Arnold (Franz Walter) Schoenberg (also spelled Schönberg) was born in Vienna, son of a shoe shop keeper and a mother who used to give piano lessons. Schoenberg began to compose musical pieces for violin already at the age of nine. He studied various musical instruments, especially the cello and at the same time continued to compose a range of musical pieces, especially string quartets.
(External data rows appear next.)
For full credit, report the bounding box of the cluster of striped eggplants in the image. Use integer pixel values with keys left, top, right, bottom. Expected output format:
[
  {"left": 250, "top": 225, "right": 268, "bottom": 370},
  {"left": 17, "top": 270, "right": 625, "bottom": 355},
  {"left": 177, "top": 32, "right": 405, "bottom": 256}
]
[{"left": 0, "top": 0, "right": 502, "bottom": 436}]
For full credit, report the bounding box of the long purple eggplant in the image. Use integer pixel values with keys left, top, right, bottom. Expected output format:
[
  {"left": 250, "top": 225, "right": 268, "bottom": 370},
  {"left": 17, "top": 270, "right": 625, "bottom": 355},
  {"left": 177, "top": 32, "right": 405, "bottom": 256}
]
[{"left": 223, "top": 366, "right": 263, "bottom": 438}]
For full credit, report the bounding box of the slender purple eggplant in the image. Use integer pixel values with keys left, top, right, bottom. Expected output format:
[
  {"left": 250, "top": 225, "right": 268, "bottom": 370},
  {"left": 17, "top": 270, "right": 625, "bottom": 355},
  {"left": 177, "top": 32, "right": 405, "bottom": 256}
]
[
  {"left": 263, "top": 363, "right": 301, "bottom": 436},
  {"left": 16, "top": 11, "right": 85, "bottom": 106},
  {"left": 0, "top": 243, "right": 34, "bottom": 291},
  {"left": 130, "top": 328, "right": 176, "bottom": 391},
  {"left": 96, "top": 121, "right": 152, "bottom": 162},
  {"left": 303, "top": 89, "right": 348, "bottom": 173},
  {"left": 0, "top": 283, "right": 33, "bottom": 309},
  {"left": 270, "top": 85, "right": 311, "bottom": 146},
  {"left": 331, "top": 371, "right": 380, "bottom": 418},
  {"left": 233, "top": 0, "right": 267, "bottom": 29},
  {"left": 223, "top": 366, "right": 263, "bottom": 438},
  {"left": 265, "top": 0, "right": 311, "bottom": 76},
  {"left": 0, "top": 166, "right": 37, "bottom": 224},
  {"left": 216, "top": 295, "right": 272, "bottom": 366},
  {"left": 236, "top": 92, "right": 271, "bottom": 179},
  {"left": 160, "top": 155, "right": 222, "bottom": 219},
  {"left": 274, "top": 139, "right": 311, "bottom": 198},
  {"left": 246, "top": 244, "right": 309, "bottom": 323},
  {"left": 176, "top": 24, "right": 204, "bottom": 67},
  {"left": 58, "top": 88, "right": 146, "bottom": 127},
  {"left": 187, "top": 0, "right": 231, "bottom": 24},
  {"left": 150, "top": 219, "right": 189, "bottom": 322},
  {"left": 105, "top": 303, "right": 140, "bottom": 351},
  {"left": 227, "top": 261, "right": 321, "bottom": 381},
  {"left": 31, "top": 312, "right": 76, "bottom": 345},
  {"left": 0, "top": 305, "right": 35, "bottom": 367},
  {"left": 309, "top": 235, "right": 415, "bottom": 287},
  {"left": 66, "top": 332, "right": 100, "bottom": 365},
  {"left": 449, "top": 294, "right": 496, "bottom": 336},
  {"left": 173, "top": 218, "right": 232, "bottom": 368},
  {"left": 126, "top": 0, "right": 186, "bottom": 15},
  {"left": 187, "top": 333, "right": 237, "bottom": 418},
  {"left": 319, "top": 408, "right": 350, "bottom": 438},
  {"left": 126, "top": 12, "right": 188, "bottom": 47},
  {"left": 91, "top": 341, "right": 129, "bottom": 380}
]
From 1890 to 1895, following his father’s untimely death, Schoenberg worked as a bank clerk in order to sustain his family. In 1901 he moved to Berlin, where he worked as musical director of the Ueberbrettl, an artistic cabaret. He returned to Vienna in 1903, when he met Gustav Mahler, who became one of his main supporters. In Vienna he worked as a teacher, his students included the Austrian composers Alban Berg and Anton Webern. It was during his stay in Vienna in the 1900s that Schoenberg pioneered a new method of composition based on a row, or series, of 12 tones, that became known as atonality. His piano piece Opus 11, Nr. 1, finished in 1909, is considered to be the first composition that totally disregarded the tonal methods. In 1911 Schoenberg moved again to Berlin, where he was a composition teacher at the Stern Conservatory, and remained there until 1915, when he returned to Austria for the military service during WW1, from which he was discharged in 1917 because of medical reasons.
After WW1 Schoenberg spent his time between Vienna and Berlin, where he was a teacher at the Prussian Academy of Arts, after 1925.
The rise to power of the Nazis in 1933 forced him to leave Germany and to immigrate to the USA, after a short sojourn first in Spain, and then in Paris. The same year Schoenberg returned to Judaism, which he had abandoned earlier in his life, in solidarity to the anti-Jewish persecutions in Nazi Germany. In the USA he first worked at the Malkin Conservatory in Boston (1934), but soon afterwards he moved to California. Schoenberg held major teaching positions at the University of Southern California, from 1935 to 1936, and at the University of California at Los Angeles, from 1936 to 1944. Arnold Schoenberg died in Los Angeles in 1951.
Schoenberg’s major compositions include: Verklaerte Nacht (“Transfigured Night”) (1899), Pelleas und Melisande (1902-1903), Chamber Symphony in E Major (1906), Pierrot Lunaire (1912), Die glueckliche Hand (“The Hand of Fate”) (1924), Moses und Aron (unfinished, 1930), Von Heute auf Morgen (“From Today to Tomorrow”) (1928-1929), Begleitmusik zu einer Lichtspielszene (“Accompaniment to a Film Scene”) (1929-1930), Violin Concerto, Opus 36 (1934-1936), Piano Concerto, Opus 42 (1942), and Fantasia (1949). During his later years, Schoenberg also composed a number of pieces inspired from the Jewish tradition and the Holocaust, including Kol Nidre (1938), Prelude to the Genesis Suite (1945), A Survivor of Warsaw (1947), and Moderne Psalmen (1950), set to his own texts.
In addition, Schoenberg wrote a number of important textbooks about his musical method: Harmonielehre (“Theory of Harmony”) (1911), Models for Beginners in Composition (1942), and Fundamentals of Musical Composition (1967).